Позади вспыхнули фары автомобиля. Ния резко пригнулась, сердце громко застучало. Грузовичок-пикап обогнал ее и скрылся впереди без всяких происшествий. Она успокоила дыхание, повернула к широкому выезду на дорогу и выключила фары. Было тихо. Звезды казались необычно крупными и белыми на черном ночном небе. Ния опустила стекло и вдохнула запах шалфея, влажного после дневного дождя.
Почему-то ей вспомнилось, как она возвращалась поездом в Париж из Барселоны. Это была прощальная поездка. Она шла одна, держа в руке корзинку с хлебом и сыром. Потом прислонилась к черному окну вагона в кляксах дождя. Ее собственное отражение расплывалось от набегавших слез. Леонард уехал в Италию без нее. Уехал, чтобы встретиться с Мириной. Он, конечно же, верил, что Ния вернется к нему. Он не воспринимал ее серьезно. Просто еще одна сумасбродная выходка, поездка такая же, как все предыдущие, из которых она всегда возвращалась к нему.
Но больше она не вернулась. В пыльном поезде она размышляла об обязательствах. О том, что их невозможно получить от Леонарда. Фактически, у него они уже есть перед Мириной. Значит, у нее могут быть обязательства только перед собой. Она должна придерживаться своего решения вопреки одиночеству, глупой надежде. Ей нужен был союзник, который помог бы ей, поддержал ее решение – оставить Леонарда навсегда.

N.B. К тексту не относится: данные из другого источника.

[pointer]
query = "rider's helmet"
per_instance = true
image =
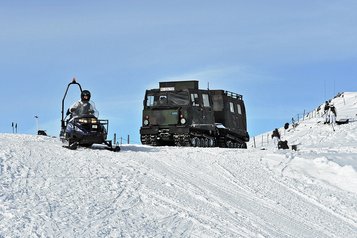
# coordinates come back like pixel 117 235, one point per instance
pixel 85 95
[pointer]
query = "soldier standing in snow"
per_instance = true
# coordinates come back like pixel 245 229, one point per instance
pixel 276 136
pixel 326 110
pixel 332 114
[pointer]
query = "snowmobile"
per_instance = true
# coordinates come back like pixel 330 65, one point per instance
pixel 84 130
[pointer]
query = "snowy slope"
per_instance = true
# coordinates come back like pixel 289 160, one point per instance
pixel 142 191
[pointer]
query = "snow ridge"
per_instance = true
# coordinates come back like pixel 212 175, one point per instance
pixel 143 191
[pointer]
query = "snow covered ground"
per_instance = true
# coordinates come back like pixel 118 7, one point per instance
pixel 143 191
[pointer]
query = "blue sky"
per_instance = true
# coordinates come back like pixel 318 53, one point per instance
pixel 283 56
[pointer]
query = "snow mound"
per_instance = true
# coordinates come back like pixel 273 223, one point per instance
pixel 143 191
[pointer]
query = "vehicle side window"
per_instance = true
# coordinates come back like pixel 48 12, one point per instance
pixel 206 100
pixel 150 101
pixel 194 99
pixel 231 106
pixel 239 109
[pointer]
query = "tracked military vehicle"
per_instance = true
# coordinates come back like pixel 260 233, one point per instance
pixel 179 113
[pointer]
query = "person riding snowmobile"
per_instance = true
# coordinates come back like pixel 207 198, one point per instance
pixel 83 107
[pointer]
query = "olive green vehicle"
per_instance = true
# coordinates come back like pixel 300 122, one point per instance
pixel 179 113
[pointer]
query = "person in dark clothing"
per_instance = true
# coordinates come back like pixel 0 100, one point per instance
pixel 332 114
pixel 276 136
pixel 326 109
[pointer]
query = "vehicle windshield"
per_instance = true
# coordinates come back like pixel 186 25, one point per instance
pixel 167 99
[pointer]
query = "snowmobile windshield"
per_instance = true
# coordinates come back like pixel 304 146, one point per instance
pixel 167 99
pixel 83 109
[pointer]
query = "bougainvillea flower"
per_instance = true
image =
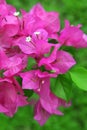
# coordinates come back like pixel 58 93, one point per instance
pixel 31 80
pixel 10 97
pixel 12 65
pixel 50 19
pixel 36 48
pixel 72 36
pixel 59 61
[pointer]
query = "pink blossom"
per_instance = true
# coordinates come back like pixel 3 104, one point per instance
pixel 34 79
pixel 59 61
pixel 12 65
pixel 10 97
pixel 50 19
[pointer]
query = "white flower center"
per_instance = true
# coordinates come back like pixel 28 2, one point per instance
pixel 16 13
pixel 28 39
pixel 36 33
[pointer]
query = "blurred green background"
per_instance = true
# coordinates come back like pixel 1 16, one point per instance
pixel 75 117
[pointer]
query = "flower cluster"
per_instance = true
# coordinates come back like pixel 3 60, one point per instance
pixel 27 34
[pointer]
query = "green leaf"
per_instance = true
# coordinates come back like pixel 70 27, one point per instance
pixel 63 86
pixel 79 77
pixel 28 93
pixel 31 63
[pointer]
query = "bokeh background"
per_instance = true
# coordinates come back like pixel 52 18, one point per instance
pixel 75 117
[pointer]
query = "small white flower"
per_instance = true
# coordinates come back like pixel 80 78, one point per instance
pixel 36 33
pixel 28 39
pixel 43 81
pixel 38 89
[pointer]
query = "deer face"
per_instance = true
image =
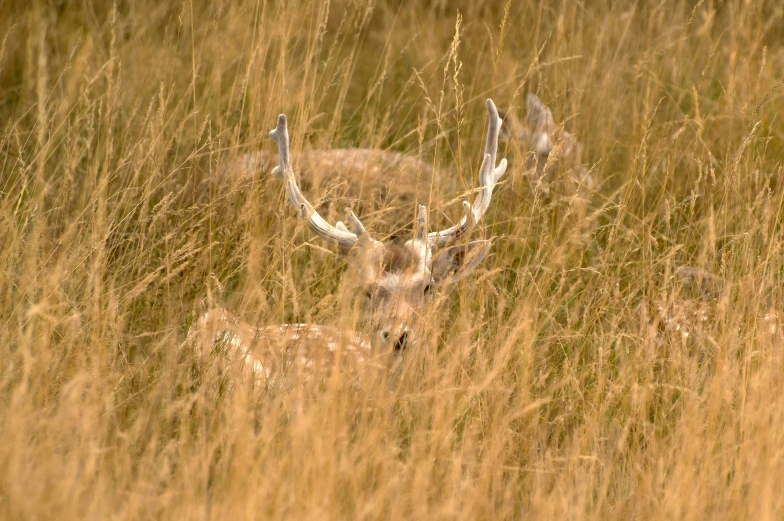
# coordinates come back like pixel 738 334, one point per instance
pixel 396 286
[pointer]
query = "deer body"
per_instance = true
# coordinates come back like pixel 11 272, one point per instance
pixel 266 354
pixel 394 284
pixel 379 182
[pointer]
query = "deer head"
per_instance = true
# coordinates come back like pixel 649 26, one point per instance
pixel 545 141
pixel 395 284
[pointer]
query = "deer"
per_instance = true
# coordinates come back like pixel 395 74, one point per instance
pixel 687 317
pixel 394 284
pixel 384 182
pixel 388 182
pixel 547 146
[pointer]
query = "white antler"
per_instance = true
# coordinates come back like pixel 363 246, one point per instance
pixel 489 174
pixel 338 233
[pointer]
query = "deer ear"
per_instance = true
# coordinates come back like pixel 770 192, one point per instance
pixel 456 262
pixel 511 128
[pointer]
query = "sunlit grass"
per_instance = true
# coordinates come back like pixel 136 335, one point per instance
pixel 548 386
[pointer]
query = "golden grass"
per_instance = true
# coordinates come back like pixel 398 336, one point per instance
pixel 547 391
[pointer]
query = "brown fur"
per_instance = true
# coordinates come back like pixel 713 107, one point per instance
pixel 397 259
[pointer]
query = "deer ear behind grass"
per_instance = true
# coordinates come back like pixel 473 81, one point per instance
pixel 456 262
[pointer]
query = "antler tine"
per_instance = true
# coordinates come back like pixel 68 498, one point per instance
pixel 489 174
pixel 320 227
pixel 420 231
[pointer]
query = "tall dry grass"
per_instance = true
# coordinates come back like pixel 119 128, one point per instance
pixel 547 389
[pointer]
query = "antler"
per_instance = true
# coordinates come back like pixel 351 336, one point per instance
pixel 489 174
pixel 338 233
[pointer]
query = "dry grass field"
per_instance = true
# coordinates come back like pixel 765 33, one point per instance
pixel 563 380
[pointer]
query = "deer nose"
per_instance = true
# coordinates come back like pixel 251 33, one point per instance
pixel 400 338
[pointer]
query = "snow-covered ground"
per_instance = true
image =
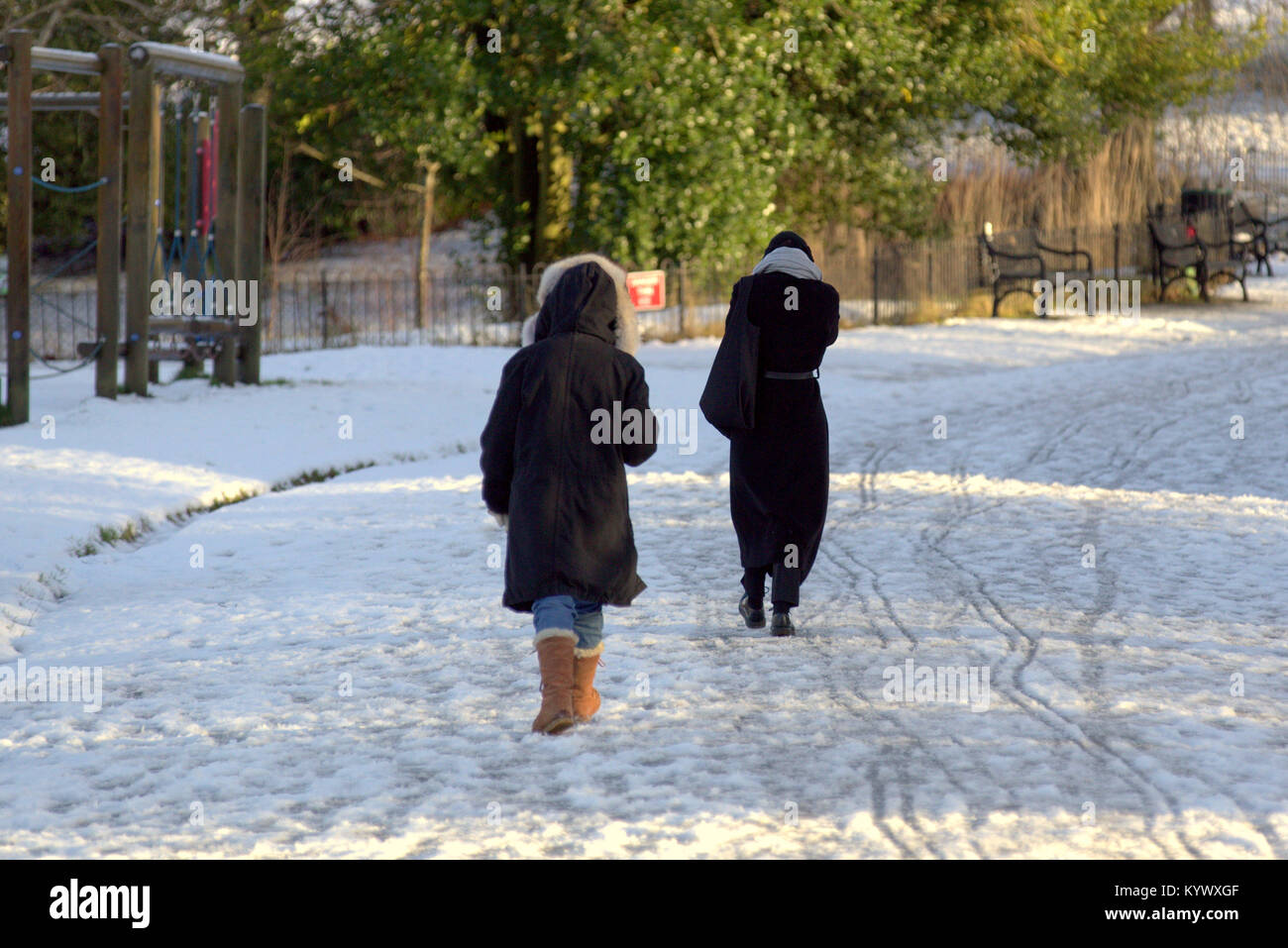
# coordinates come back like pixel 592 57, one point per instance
pixel 336 677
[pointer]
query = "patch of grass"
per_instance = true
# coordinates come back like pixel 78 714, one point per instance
pixel 224 501
pixel 320 474
pixel 54 582
pixel 191 369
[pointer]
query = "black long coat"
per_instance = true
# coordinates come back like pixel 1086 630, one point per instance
pixel 778 471
pixel 570 519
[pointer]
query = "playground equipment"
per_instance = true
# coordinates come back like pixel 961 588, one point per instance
pixel 219 244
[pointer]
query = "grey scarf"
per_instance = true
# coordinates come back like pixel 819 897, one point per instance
pixel 789 261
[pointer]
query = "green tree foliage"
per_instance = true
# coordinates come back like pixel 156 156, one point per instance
pixel 688 129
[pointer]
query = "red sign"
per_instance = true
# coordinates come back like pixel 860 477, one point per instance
pixel 647 288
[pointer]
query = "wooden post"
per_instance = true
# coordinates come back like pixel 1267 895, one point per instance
pixel 140 237
pixel 252 158
pixel 227 213
pixel 110 219
pixel 875 281
pixel 426 232
pixel 156 185
pixel 18 305
pixel 226 202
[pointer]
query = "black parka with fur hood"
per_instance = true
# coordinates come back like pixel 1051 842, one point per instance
pixel 565 493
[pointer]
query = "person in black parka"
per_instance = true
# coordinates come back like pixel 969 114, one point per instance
pixel 561 487
pixel 778 471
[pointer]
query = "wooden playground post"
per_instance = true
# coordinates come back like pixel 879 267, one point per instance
pixel 156 184
pixel 227 211
pixel 250 231
pixel 108 253
pixel 18 44
pixel 140 239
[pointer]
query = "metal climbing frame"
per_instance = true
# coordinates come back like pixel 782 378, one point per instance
pixel 240 211
pixel 239 165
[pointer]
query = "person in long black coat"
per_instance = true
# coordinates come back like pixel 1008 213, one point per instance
pixel 559 484
pixel 778 471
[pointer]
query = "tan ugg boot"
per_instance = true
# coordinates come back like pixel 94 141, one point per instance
pixel 585 698
pixel 554 653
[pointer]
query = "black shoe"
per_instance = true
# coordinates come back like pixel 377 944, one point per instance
pixel 755 618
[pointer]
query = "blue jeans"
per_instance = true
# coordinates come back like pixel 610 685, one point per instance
pixel 583 617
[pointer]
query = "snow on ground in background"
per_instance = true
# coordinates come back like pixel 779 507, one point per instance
pixel 1111 728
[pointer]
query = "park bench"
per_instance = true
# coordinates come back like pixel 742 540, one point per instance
pixel 1016 261
pixel 1267 236
pixel 191 342
pixel 1179 249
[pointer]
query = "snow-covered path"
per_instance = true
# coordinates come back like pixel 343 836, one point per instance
pixel 1136 706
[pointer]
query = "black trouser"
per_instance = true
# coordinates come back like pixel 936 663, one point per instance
pixel 786 590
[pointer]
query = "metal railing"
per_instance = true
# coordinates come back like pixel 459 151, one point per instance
pixel 309 307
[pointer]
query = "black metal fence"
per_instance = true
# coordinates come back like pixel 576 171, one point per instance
pixel 313 308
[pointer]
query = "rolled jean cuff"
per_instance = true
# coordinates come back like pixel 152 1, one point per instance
pixel 554 634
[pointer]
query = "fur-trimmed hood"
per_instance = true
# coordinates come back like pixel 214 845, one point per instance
pixel 627 322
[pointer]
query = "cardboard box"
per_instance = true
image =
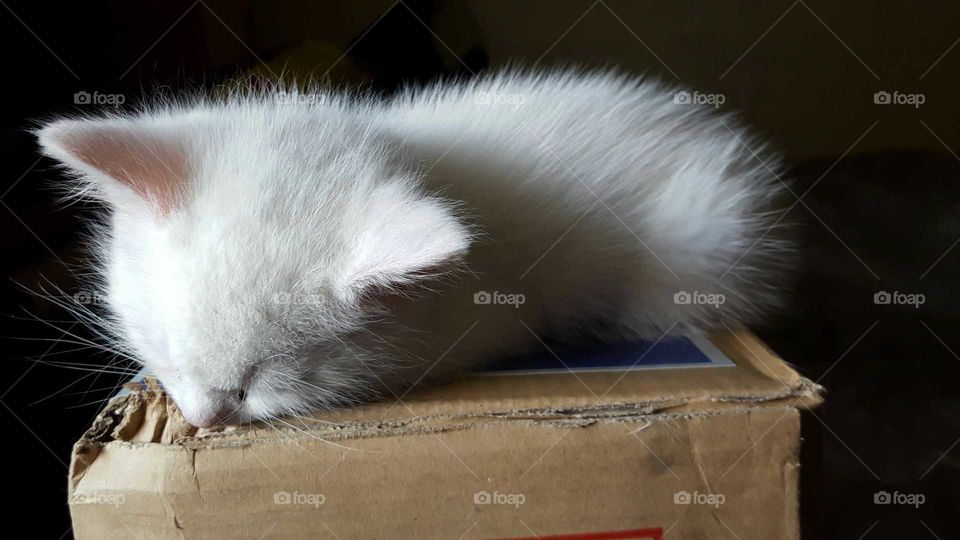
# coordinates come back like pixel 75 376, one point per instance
pixel 686 439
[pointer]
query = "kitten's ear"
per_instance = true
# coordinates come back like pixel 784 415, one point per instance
pixel 123 161
pixel 400 238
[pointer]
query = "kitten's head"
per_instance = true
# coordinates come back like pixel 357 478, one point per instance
pixel 246 248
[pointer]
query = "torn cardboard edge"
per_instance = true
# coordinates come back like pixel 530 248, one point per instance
pixel 146 416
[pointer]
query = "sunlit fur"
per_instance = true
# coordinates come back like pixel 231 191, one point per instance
pixel 326 249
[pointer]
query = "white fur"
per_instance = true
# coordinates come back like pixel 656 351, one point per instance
pixel 325 249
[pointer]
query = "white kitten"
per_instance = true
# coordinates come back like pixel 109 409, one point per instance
pixel 268 254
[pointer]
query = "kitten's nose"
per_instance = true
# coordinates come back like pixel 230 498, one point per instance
pixel 211 410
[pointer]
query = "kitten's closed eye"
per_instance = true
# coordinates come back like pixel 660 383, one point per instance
pixel 344 241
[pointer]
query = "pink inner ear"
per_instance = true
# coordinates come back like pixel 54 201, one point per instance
pixel 152 166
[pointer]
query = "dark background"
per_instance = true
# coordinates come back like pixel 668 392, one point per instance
pixel 880 190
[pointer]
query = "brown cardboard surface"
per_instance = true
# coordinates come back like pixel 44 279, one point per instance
pixel 487 457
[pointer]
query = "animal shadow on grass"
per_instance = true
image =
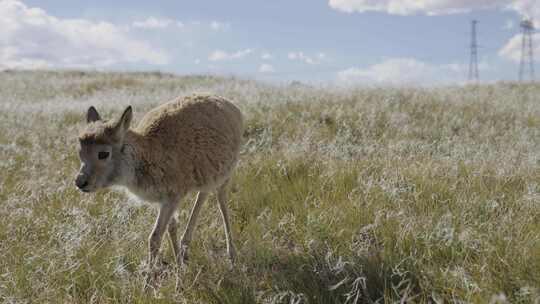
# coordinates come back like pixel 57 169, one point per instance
pixel 281 276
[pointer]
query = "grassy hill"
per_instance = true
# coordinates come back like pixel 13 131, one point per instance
pixel 341 196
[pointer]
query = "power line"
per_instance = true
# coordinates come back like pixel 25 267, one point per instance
pixel 527 54
pixel 473 64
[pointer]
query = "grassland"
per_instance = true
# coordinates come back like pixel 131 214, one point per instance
pixel 368 195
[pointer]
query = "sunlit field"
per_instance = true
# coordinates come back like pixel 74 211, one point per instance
pixel 342 195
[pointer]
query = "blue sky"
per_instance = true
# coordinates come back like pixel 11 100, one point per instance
pixel 333 41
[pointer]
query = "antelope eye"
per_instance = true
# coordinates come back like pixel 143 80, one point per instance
pixel 103 155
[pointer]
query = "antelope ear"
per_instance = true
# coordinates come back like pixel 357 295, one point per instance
pixel 122 125
pixel 92 115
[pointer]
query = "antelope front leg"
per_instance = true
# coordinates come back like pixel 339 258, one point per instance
pixel 223 200
pixel 165 212
pixel 192 221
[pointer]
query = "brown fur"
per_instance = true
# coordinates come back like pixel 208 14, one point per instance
pixel 188 144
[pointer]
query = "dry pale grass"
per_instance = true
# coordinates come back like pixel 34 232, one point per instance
pixel 373 195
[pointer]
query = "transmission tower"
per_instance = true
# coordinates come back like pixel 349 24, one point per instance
pixel 473 65
pixel 527 55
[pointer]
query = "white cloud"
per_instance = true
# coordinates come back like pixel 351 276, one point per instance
pixel 266 68
pixel 512 49
pixel 266 56
pixel 219 26
pixel 153 23
pixel 157 23
pixel 220 55
pixel 508 24
pixel 403 71
pixel 300 56
pixel 31 38
pixel 527 8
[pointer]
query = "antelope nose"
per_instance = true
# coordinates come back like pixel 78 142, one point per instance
pixel 81 182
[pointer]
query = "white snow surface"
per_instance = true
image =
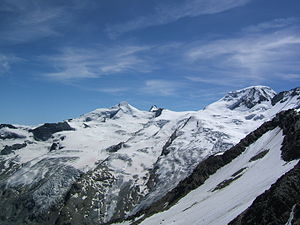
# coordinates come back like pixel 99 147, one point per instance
pixel 143 136
pixel 204 206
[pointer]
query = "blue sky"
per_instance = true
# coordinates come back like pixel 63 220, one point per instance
pixel 60 59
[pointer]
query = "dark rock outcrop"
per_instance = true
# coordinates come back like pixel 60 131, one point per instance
pixel 213 163
pixel 11 135
pixel 10 149
pixel 275 205
pixel 115 148
pixel 8 126
pixel 44 132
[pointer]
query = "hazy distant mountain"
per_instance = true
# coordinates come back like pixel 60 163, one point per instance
pixel 117 163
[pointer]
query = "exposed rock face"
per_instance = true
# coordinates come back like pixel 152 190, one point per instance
pixel 249 97
pixel 213 163
pixel 8 126
pixel 9 149
pixel 31 204
pixel 275 205
pixel 10 135
pixel 284 95
pixel 120 160
pixel 44 132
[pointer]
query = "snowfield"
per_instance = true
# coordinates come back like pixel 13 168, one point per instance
pixel 145 154
pixel 218 207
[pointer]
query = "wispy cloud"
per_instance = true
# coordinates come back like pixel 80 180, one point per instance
pixel 76 63
pixel 168 13
pixel 256 54
pixel 6 61
pixel 161 87
pixel 31 20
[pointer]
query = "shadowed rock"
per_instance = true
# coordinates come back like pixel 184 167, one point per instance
pixel 44 132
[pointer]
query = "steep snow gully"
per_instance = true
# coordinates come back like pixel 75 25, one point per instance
pixel 233 162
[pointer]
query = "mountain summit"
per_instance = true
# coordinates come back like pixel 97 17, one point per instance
pixel 249 97
pixel 115 162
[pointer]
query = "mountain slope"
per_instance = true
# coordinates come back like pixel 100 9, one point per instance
pixel 112 163
pixel 229 183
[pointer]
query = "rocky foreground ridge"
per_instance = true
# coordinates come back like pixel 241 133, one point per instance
pixel 119 163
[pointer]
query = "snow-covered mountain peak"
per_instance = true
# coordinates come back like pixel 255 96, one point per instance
pixel 248 98
pixel 153 108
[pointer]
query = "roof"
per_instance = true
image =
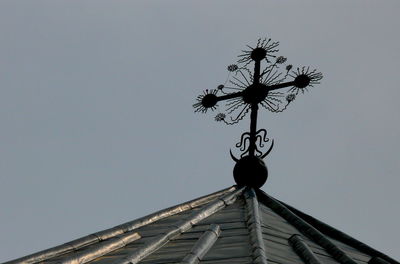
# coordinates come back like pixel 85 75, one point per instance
pixel 234 225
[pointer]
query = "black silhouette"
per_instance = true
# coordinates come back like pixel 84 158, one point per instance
pixel 246 90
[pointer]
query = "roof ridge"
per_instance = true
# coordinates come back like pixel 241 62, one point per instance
pixel 182 226
pixel 339 235
pixel 307 230
pixel 91 239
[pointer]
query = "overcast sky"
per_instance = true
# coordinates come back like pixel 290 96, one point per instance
pixel 97 126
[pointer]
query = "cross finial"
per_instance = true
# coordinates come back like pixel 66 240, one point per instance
pixel 245 90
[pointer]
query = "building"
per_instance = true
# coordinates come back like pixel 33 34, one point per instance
pixel 234 225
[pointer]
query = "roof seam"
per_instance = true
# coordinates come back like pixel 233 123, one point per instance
pixel 116 230
pixel 340 236
pixel 101 249
pixel 203 245
pixel 182 226
pixel 302 250
pixel 254 226
pixel 308 230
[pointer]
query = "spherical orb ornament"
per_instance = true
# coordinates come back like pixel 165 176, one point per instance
pixel 250 171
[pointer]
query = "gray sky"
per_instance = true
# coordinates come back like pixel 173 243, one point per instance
pixel 97 126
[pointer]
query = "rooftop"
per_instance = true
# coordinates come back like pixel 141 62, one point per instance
pixel 234 225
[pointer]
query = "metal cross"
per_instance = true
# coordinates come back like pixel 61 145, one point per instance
pixel 245 90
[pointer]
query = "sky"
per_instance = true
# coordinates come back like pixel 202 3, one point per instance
pixel 97 124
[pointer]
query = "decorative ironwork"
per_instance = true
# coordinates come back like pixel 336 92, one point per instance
pixel 245 90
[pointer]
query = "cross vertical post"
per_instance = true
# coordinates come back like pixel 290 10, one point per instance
pixel 245 91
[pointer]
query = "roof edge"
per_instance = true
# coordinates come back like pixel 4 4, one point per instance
pixel 117 230
pixel 334 233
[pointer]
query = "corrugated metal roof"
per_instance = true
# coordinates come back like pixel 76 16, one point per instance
pixel 234 225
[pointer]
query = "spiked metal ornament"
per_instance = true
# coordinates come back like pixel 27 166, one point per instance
pixel 245 90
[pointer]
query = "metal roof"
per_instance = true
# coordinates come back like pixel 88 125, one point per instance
pixel 234 225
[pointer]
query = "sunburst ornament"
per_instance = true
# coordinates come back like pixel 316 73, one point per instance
pixel 271 83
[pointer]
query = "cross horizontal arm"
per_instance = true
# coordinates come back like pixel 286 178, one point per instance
pixel 229 96
pixel 279 86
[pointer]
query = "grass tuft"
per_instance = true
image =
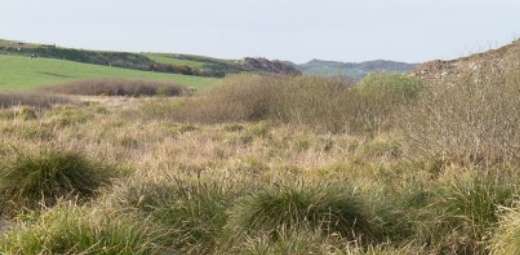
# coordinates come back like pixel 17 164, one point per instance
pixel 28 179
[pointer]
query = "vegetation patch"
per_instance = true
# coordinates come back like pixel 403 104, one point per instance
pixel 133 88
pixel 30 179
pixel 33 100
pixel 69 229
pixel 330 208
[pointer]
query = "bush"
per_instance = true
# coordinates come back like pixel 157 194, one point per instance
pixel 34 100
pixel 378 97
pixel 471 120
pixel 133 88
pixel 506 240
pixel 330 208
pixel 326 104
pixel 30 178
pixel 76 230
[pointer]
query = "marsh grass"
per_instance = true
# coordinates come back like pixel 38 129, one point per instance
pixel 41 178
pixel 72 229
pixel 331 208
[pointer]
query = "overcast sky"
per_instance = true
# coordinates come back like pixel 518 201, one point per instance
pixel 297 30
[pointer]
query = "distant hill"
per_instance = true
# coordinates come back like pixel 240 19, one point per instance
pixel 353 70
pixel 157 62
pixel 506 58
pixel 23 73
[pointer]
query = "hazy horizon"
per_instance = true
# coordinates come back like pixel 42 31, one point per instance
pixel 400 30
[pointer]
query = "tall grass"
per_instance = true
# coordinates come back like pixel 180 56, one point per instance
pixel 330 208
pixel 473 119
pixel 326 104
pixel 30 179
pixel 69 229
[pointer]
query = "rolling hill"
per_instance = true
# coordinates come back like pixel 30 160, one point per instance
pixel 503 59
pixel 19 72
pixel 158 62
pixel 353 70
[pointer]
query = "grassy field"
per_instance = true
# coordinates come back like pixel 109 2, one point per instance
pixel 266 165
pixel 22 73
pixel 171 60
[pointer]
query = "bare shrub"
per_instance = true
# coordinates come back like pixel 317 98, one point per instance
pixel 474 119
pixel 30 99
pixel 133 88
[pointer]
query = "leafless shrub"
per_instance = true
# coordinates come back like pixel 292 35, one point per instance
pixel 474 119
pixel 332 105
pixel 30 99
pixel 132 88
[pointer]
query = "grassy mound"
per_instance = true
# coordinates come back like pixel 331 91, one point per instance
pixel 23 73
pixel 28 179
pixel 194 213
pixel 507 238
pixel 132 88
pixel 77 230
pixel 332 209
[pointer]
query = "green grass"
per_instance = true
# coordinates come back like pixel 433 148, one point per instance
pixel 22 73
pixel 171 60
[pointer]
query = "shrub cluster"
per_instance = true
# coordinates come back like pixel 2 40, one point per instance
pixel 133 88
pixel 474 119
pixel 331 105
pixel 31 99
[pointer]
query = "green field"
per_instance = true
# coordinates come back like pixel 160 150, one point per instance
pixel 21 73
pixel 171 60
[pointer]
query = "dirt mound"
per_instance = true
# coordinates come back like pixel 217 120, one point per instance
pixel 503 59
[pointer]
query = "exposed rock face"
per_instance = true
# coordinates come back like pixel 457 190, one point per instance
pixel 269 66
pixel 504 59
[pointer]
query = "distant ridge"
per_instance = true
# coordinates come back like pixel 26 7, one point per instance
pixel 157 62
pixel 353 70
pixel 503 59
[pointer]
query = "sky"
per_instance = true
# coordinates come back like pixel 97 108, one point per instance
pixel 295 30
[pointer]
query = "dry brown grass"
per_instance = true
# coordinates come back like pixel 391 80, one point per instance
pixel 329 105
pixel 195 163
pixel 470 120
pixel 133 88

Но в Париже она встретила не союзника, а врага. Врагом стала ее мать – Кэрол. Она жила в пансионе и потихоньку спивалась. Когда Ния рассказала, что произошло, она рассмеялась, упала на бархатный диван, налила себе стаканчик предланчевого хереса.
– Ты помнишь те великолепные статуи, которые не закончил Микеланджело? Те, во Флоренции? – спросила Кэрол. – Именно их ты мне и напоминаешь. Прекрасная глыба полуобработанного камня. Сейчас ты оставила Леонарда Джакобса, а это все равно, если бы камень ушел от Микеланджело.
– Мама, я не камень, Я не чье-то сырье. Не твое, и не Леонарда.
– Но, дорогая, ты в процессе формирования. Ты в развитии. Ты – черновой набросок, ты только наметка, проект, ты…
Ния повернулась и взглянула на мать, на ее черные чулки и красный костюм, розоватые волосы, отекшие глаза, большой рот, намазанный яркой помадой и обведенный карандашом. Перевела взгляд на комнату, вспомнила о билетах на концерт симфонического оркестра, о массажисте, который должен придти после обеда. За все это платит Ния. Она содержит свою мать уже несколько лет. И все это время мать проверяла ее, преуменьшала ее достоинства, оскорбляла ее.
Кэрол продолжала громко трещать, довольная своими собственными словами, вслушивалась в них, как упивающийся собственным красноречием политикан.
– Подумать только, Ния, ты – незавершенное произведение. Если ты решила остаться в этом полусделанном состоянии и отказаться от своего одного-единственного шанса на спасение, ты не просто глупа, ты – слабоумна.
Ния повернулась лицом к матери. Та съежилась перед ней, словно она смотрела через перевернутый бинокль. Стала маленькой, как пластмассовая кукла. На мгновение ей захотелось кинуться к матери, протащить ее к открытым стеклянным дверям, потом – через маленький балкон и сбросить вниз на мощенный камнем внутренний дворик.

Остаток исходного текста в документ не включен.